The application of anti-MMP-9 DNAzyme (AM9D) for the treatment of primary and metastatic breast cancer was evaluated in vitro and in vivo using MDA-MB-231 cells and the MMTV-PyMT transgenic breast cancer mouse model. Spontaneously developed mammary tumors in MMTV-PyMT transgenic mice were treated intratumorally with naked AM9D, once a week for 4 weeks. The stability of DNAzyme was determined in vitro and in vivo using fluorescently labeled DNAzyme.
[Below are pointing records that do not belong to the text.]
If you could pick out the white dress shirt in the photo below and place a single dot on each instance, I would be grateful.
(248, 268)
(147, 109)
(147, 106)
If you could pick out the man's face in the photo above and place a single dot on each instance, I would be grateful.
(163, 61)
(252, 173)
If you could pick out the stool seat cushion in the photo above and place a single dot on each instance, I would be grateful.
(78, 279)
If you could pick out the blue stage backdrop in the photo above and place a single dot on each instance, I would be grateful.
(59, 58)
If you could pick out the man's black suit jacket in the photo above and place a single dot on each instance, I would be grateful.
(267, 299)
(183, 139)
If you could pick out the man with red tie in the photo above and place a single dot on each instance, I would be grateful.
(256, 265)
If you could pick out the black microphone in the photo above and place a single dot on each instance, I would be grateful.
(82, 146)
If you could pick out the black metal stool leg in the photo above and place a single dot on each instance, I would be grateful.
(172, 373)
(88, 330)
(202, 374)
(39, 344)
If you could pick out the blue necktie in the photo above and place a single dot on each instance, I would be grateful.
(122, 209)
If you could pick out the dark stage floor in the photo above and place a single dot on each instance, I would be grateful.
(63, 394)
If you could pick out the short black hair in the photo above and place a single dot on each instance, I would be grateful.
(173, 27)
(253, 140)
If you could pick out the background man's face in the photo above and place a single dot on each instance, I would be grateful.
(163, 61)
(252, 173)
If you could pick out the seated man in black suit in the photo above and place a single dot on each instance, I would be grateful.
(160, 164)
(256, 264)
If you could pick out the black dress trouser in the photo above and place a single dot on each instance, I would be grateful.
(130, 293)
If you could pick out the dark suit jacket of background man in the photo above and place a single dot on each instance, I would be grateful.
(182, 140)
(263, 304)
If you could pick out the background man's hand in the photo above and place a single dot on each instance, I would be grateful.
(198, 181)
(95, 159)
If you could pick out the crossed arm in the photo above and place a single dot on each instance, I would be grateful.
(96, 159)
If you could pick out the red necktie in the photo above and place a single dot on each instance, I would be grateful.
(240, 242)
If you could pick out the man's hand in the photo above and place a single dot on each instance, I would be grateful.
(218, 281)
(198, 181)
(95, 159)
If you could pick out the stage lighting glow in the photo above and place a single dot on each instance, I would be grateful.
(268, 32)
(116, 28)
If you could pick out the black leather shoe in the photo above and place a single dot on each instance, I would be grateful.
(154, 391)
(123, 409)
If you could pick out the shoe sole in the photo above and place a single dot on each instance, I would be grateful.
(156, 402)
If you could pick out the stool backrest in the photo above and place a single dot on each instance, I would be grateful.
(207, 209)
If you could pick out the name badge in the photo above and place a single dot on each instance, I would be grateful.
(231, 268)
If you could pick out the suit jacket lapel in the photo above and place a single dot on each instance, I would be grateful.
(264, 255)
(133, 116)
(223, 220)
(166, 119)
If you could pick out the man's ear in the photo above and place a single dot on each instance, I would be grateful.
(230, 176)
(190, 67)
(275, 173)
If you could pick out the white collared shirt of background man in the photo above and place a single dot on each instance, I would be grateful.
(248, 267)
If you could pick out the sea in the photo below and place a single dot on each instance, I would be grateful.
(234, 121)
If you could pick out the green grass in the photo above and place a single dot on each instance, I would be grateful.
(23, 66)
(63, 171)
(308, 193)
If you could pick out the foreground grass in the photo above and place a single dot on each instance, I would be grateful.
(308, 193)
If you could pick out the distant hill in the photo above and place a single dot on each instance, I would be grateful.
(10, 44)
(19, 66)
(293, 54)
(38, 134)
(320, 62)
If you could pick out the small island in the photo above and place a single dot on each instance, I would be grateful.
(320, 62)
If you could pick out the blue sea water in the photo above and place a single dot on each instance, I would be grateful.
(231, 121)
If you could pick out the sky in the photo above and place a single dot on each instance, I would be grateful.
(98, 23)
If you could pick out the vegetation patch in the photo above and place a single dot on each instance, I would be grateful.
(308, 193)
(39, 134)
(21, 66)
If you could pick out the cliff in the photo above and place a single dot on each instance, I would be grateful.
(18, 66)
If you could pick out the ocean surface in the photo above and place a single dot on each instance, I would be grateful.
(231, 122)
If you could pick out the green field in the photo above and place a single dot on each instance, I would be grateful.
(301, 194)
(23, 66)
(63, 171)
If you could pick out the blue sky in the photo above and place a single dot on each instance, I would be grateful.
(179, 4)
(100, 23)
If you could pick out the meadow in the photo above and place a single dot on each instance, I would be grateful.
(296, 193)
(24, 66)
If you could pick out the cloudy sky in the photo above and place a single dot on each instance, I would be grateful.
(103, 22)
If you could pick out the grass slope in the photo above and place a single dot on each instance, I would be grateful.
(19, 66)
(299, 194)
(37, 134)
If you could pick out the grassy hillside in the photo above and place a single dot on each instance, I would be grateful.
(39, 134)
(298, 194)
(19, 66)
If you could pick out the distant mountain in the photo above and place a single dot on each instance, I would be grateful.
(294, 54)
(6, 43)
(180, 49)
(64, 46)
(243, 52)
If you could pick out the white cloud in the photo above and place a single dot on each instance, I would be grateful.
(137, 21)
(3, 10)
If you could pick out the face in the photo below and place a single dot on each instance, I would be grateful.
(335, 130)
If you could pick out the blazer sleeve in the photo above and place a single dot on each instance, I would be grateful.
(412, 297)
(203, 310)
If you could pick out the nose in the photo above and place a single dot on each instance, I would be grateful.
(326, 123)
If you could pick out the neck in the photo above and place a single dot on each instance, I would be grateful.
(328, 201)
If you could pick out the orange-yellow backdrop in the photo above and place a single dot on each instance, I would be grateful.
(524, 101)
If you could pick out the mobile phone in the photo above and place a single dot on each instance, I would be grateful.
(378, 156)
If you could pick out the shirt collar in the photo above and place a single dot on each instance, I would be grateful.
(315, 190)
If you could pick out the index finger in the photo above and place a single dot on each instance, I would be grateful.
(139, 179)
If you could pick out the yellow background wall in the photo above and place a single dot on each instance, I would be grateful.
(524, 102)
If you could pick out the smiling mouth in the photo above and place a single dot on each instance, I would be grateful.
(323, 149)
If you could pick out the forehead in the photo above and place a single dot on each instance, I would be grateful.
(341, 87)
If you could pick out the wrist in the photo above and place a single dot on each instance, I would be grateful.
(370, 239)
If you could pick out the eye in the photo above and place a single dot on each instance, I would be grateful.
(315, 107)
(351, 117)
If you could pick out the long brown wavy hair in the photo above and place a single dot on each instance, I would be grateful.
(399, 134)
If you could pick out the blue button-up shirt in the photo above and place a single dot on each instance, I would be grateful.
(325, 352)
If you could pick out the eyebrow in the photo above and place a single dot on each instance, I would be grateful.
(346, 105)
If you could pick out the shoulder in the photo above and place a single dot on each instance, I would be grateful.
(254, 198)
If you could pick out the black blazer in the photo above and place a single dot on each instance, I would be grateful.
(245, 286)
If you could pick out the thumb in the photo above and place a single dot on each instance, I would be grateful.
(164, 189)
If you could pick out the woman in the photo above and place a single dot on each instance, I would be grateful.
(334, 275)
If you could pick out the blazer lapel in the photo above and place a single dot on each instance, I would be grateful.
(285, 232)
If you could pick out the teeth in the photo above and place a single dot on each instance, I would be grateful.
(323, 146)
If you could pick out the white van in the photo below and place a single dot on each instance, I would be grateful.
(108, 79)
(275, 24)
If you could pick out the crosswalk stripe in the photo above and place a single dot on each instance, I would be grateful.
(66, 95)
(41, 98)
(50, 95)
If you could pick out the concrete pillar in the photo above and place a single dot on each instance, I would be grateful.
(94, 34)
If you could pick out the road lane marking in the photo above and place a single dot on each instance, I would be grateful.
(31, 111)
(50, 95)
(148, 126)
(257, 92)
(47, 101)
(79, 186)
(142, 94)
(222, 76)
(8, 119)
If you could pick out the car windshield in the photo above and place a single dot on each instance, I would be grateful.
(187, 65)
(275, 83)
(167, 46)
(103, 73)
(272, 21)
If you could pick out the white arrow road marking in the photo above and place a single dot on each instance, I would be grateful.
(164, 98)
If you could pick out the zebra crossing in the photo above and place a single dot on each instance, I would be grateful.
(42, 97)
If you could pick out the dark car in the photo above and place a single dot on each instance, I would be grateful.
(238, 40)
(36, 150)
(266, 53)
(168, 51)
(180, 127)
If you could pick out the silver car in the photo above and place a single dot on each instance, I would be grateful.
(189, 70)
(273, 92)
AM9D specifically inhibited expression of MMP-9 in MDA-MB-231 cells resulting in reduced invasive property of these cells by 43%. Weekly intratumoral treatment of spontaneously developed mammary tumors in MMTV-PyMT transgenic mice was sufficient to significantly reduce the rate of tumor growth and final tumor load in a dose dependent and statistically significant manner (P < 0.05). This decrease in tumor growth was correlated with decreased MMP-9 protein production within the treated tumor tissues. Tumors treated with AM9D were also less vascularized and contained more apoptotic cells compared to control and untreated tumors.


These results show that targeting and down regulation of MMP-9 by AM9D could prove useful as a therapy against breast carcinoma tumor growth and invasion.